Date of Maha Shivaratri
Maha Shivaratri is celebrated on the 13th night or 14th day of the month Maagha or Phaalguna based on Hindu calendar. Due to different date calculations between Hindu and Gregorian calendar, the celebration date of Maha Shivaratri may change from year to year in Gregorian calendar.
When is Maha Shivaratri 2014?
Maha Shivaratri 2014 falls on Friday, 28 February 2014.
When is Maha Shivaratri 2013?
Maha Shivaratri 2013 falls on Sunday, 10 March 2013.
Origin of Maha Shivaratri
There are many legends and stories related to the commemoration of Maha Shivaratri. One of the most popular stories behind Maha Shivaratri is a Hindu legend about Samudera Manthan (churning of ocean). According to this legend, the Devas (gods) and Ashuras (demons) once joined hands to churn out Amrita (nectar of immortality) from the ocean.

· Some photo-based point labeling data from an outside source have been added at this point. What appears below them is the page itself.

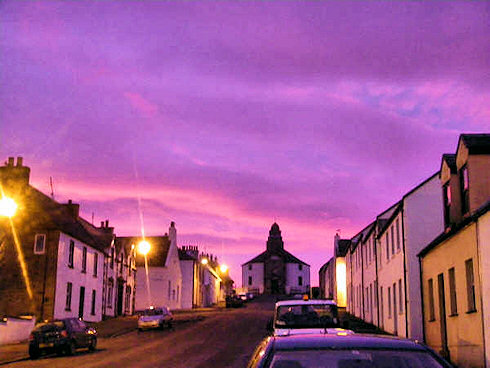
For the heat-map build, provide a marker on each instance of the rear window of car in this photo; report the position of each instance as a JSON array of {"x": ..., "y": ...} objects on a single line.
[
  {"x": 353, "y": 359},
  {"x": 49, "y": 326}
]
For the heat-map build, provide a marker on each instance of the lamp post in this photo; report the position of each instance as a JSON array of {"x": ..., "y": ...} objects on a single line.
[{"x": 144, "y": 248}]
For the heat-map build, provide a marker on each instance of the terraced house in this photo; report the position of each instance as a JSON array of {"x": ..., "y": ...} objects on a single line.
[{"x": 456, "y": 264}]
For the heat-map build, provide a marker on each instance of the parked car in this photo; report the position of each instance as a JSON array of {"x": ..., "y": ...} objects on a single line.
[
  {"x": 155, "y": 317},
  {"x": 306, "y": 316},
  {"x": 61, "y": 336},
  {"x": 343, "y": 351}
]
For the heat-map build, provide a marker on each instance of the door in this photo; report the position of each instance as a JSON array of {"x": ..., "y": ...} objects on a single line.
[
  {"x": 81, "y": 302},
  {"x": 442, "y": 315},
  {"x": 395, "y": 315}
]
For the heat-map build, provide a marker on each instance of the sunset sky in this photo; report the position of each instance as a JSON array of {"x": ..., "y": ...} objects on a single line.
[{"x": 227, "y": 116}]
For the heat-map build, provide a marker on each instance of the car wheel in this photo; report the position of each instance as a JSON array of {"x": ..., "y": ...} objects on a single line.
[
  {"x": 71, "y": 348},
  {"x": 93, "y": 344},
  {"x": 33, "y": 352}
]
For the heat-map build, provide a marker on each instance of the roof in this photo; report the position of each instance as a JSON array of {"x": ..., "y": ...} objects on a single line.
[
  {"x": 333, "y": 341},
  {"x": 157, "y": 256},
  {"x": 285, "y": 255},
  {"x": 450, "y": 160},
  {"x": 477, "y": 144},
  {"x": 455, "y": 229},
  {"x": 43, "y": 211},
  {"x": 305, "y": 302}
]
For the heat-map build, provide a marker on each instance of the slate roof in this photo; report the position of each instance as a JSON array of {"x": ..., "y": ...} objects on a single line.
[
  {"x": 450, "y": 159},
  {"x": 477, "y": 143},
  {"x": 285, "y": 255},
  {"x": 40, "y": 211},
  {"x": 158, "y": 253}
]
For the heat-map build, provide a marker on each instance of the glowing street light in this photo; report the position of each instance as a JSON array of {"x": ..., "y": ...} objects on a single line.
[
  {"x": 8, "y": 207},
  {"x": 223, "y": 268},
  {"x": 144, "y": 247}
]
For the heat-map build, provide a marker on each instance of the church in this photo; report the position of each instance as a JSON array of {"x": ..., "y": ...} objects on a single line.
[{"x": 276, "y": 271}]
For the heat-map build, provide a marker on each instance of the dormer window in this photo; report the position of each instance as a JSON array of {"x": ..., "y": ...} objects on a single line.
[
  {"x": 465, "y": 184},
  {"x": 39, "y": 243}
]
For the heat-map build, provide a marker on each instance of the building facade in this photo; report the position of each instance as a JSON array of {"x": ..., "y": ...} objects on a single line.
[{"x": 276, "y": 271}]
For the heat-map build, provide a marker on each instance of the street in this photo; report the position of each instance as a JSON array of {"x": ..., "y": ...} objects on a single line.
[{"x": 225, "y": 338}]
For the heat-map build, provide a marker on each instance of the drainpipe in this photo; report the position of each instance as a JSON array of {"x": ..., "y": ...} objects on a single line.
[
  {"x": 405, "y": 270},
  {"x": 477, "y": 223}
]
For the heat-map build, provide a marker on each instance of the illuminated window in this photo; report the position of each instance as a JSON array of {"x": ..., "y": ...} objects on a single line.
[{"x": 39, "y": 243}]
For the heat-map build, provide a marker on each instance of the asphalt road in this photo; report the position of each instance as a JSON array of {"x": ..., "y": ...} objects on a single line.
[{"x": 225, "y": 338}]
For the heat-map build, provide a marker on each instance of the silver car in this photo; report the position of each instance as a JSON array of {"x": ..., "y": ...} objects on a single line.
[{"x": 155, "y": 317}]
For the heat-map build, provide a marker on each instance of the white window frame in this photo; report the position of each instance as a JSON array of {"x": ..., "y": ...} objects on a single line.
[{"x": 35, "y": 243}]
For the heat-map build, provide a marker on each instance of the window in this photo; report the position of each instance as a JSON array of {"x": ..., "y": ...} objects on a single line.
[
  {"x": 446, "y": 196},
  {"x": 69, "y": 287},
  {"x": 96, "y": 260},
  {"x": 84, "y": 260},
  {"x": 387, "y": 239},
  {"x": 389, "y": 302},
  {"x": 400, "y": 296},
  {"x": 110, "y": 288},
  {"x": 452, "y": 292},
  {"x": 71, "y": 250},
  {"x": 392, "y": 240},
  {"x": 92, "y": 310},
  {"x": 464, "y": 182},
  {"x": 470, "y": 285},
  {"x": 432, "y": 312},
  {"x": 39, "y": 243}
]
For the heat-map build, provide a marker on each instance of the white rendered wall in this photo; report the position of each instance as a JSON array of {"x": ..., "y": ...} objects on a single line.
[
  {"x": 292, "y": 277},
  {"x": 423, "y": 222},
  {"x": 187, "y": 269},
  {"x": 65, "y": 274},
  {"x": 257, "y": 274},
  {"x": 483, "y": 234}
]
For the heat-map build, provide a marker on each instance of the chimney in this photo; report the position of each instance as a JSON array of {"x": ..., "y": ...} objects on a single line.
[
  {"x": 14, "y": 176},
  {"x": 73, "y": 208}
]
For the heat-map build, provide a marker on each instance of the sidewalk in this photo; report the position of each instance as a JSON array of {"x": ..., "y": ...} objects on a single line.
[{"x": 107, "y": 329}]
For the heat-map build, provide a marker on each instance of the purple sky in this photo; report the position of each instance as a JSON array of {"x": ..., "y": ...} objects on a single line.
[{"x": 224, "y": 117}]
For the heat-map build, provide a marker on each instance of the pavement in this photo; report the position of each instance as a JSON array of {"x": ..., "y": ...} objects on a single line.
[{"x": 107, "y": 329}]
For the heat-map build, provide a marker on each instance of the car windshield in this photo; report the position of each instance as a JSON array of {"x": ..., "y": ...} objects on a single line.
[
  {"x": 48, "y": 326},
  {"x": 153, "y": 312},
  {"x": 306, "y": 316},
  {"x": 353, "y": 359}
]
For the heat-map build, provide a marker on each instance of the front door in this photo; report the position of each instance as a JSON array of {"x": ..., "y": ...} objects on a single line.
[
  {"x": 442, "y": 315},
  {"x": 81, "y": 302}
]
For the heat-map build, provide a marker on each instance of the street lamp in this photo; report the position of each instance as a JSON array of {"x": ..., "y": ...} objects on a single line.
[
  {"x": 8, "y": 207},
  {"x": 144, "y": 247}
]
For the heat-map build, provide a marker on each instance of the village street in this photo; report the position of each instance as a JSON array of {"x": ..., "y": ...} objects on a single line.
[{"x": 224, "y": 338}]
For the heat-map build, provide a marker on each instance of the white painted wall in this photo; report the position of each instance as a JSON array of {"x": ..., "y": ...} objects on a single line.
[
  {"x": 187, "y": 269},
  {"x": 483, "y": 233},
  {"x": 65, "y": 274},
  {"x": 257, "y": 274},
  {"x": 423, "y": 222},
  {"x": 292, "y": 277},
  {"x": 13, "y": 330}
]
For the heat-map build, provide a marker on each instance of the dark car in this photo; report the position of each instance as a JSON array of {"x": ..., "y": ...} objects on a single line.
[
  {"x": 344, "y": 351},
  {"x": 61, "y": 336}
]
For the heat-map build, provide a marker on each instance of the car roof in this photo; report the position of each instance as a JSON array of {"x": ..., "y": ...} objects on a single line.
[
  {"x": 333, "y": 341},
  {"x": 305, "y": 302}
]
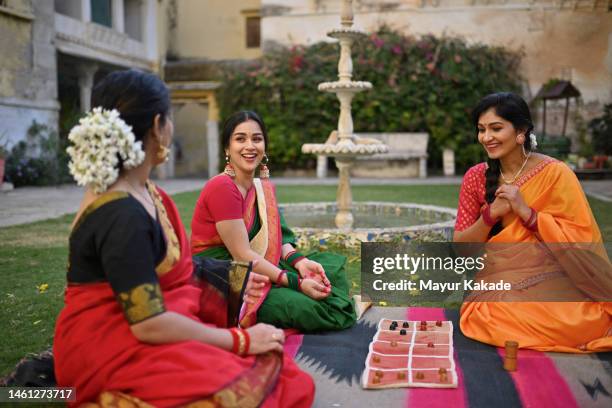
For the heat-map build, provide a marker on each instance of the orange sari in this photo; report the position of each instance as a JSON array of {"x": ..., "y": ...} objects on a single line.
[{"x": 543, "y": 263}]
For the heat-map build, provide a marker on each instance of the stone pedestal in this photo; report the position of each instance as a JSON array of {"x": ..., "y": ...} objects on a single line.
[{"x": 344, "y": 197}]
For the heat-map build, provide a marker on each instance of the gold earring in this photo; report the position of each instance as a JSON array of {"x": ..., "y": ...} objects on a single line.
[
  {"x": 229, "y": 170},
  {"x": 163, "y": 153},
  {"x": 264, "y": 172}
]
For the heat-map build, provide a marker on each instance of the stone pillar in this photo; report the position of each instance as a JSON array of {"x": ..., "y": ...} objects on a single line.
[
  {"x": 321, "y": 166},
  {"x": 86, "y": 11},
  {"x": 212, "y": 136},
  {"x": 118, "y": 11},
  {"x": 345, "y": 121},
  {"x": 344, "y": 197},
  {"x": 86, "y": 73},
  {"x": 149, "y": 28}
]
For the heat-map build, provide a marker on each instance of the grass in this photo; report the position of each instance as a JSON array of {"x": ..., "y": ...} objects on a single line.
[{"x": 35, "y": 254}]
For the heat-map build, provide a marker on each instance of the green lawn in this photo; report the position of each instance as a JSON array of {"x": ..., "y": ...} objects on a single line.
[{"x": 36, "y": 254}]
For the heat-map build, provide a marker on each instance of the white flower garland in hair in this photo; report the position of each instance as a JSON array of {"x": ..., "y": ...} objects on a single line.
[
  {"x": 100, "y": 138},
  {"x": 533, "y": 140}
]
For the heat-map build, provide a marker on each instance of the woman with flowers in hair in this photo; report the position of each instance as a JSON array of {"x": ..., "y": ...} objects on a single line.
[
  {"x": 135, "y": 329},
  {"x": 237, "y": 217},
  {"x": 541, "y": 238}
]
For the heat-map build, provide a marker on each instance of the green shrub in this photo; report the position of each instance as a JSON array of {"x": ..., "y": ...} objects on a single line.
[{"x": 420, "y": 84}]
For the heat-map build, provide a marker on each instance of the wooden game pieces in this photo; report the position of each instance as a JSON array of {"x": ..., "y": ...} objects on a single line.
[
  {"x": 443, "y": 375},
  {"x": 511, "y": 354},
  {"x": 411, "y": 354}
]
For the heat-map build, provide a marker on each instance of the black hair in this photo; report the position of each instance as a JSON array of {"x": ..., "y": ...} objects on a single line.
[
  {"x": 514, "y": 109},
  {"x": 137, "y": 95},
  {"x": 237, "y": 118}
]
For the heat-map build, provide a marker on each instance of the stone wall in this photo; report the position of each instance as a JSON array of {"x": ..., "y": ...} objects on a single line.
[{"x": 28, "y": 79}]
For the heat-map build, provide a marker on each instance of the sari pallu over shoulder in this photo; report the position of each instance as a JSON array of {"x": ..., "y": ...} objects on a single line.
[
  {"x": 566, "y": 258},
  {"x": 281, "y": 306},
  {"x": 96, "y": 352}
]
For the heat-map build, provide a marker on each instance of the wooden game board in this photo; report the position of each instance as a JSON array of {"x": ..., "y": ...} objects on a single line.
[{"x": 421, "y": 357}]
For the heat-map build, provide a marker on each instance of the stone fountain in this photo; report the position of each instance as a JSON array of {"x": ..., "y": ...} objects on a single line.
[
  {"x": 376, "y": 221},
  {"x": 343, "y": 145}
]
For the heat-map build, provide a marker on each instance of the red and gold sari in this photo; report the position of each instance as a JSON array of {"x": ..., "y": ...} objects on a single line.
[
  {"x": 96, "y": 352},
  {"x": 565, "y": 259}
]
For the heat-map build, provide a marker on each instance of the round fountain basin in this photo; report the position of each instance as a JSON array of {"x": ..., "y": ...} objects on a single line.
[{"x": 313, "y": 223}]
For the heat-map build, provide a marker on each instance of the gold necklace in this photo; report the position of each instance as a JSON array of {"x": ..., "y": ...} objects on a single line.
[
  {"x": 517, "y": 173},
  {"x": 146, "y": 197}
]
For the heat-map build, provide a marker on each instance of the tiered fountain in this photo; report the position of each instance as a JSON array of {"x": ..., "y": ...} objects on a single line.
[
  {"x": 345, "y": 147},
  {"x": 375, "y": 221}
]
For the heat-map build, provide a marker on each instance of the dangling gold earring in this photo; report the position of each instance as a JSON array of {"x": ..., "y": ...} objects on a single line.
[
  {"x": 519, "y": 139},
  {"x": 264, "y": 171},
  {"x": 229, "y": 170},
  {"x": 163, "y": 153}
]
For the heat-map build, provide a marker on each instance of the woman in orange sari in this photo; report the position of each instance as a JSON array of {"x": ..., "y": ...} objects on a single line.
[
  {"x": 557, "y": 265},
  {"x": 134, "y": 330}
]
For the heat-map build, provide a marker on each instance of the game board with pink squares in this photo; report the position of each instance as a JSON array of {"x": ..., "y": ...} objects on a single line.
[{"x": 411, "y": 354}]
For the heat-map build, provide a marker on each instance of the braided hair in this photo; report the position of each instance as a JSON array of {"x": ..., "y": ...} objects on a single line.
[{"x": 514, "y": 109}]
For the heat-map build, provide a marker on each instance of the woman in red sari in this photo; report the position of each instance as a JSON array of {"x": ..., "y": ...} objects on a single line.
[
  {"x": 132, "y": 329},
  {"x": 541, "y": 238}
]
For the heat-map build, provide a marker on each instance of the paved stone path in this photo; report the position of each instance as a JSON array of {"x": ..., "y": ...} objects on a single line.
[{"x": 29, "y": 204}]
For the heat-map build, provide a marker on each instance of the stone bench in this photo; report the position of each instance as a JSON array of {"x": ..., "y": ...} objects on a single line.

However, it was a pot of poison called Halahala which came out of the ocean together with many other things.
Halahala was very destructive that it was able to destroy the whole universe. Both Devas and Ashuras were unable to handle the poison, so they asked for Brahma’s help who then sought for Vishnu’s advice. Based on Vishnu’s advise, they found out that Shiva was the only one who could digest the poison and eliminate its destructive capacity.
Shiva drank the Halahala, but Parvati who was aware of her husband act tried to stop the poison by strangling his neck. So potent was the Halahala that it turned the color of Shiva’s neck to blue. Thus, Shiva is also known as N?laka??ha or Neelkanta which means the one with a blue throat. The day when Shiva drank Halahala is then commemorated as Maha Shivaratri.
Maha Shivaratri Celebration
Many Hindus celebrate Maha Shivaratri by offering fruits, flowers, milk, holy water, and bael leaves to Lord Shiva. They also take an early bath or swarm at certain temples to seek blessings from the deity. People believe that Maha Shivaratri is an auspicious day to seek blessings from Lord Shiva in order to erase their sins.
Some devotees also fast on the day of Maha Shivaratri and stay awake for a vigil along the night. They break the fast on the next morning by eating the offerings made by Hindu people on the previous day. Maha Shivaratri is also famous as a day when married women pray for their husbands’ good luck while the unmarried women pray to have a good husband just like Lord Shiva.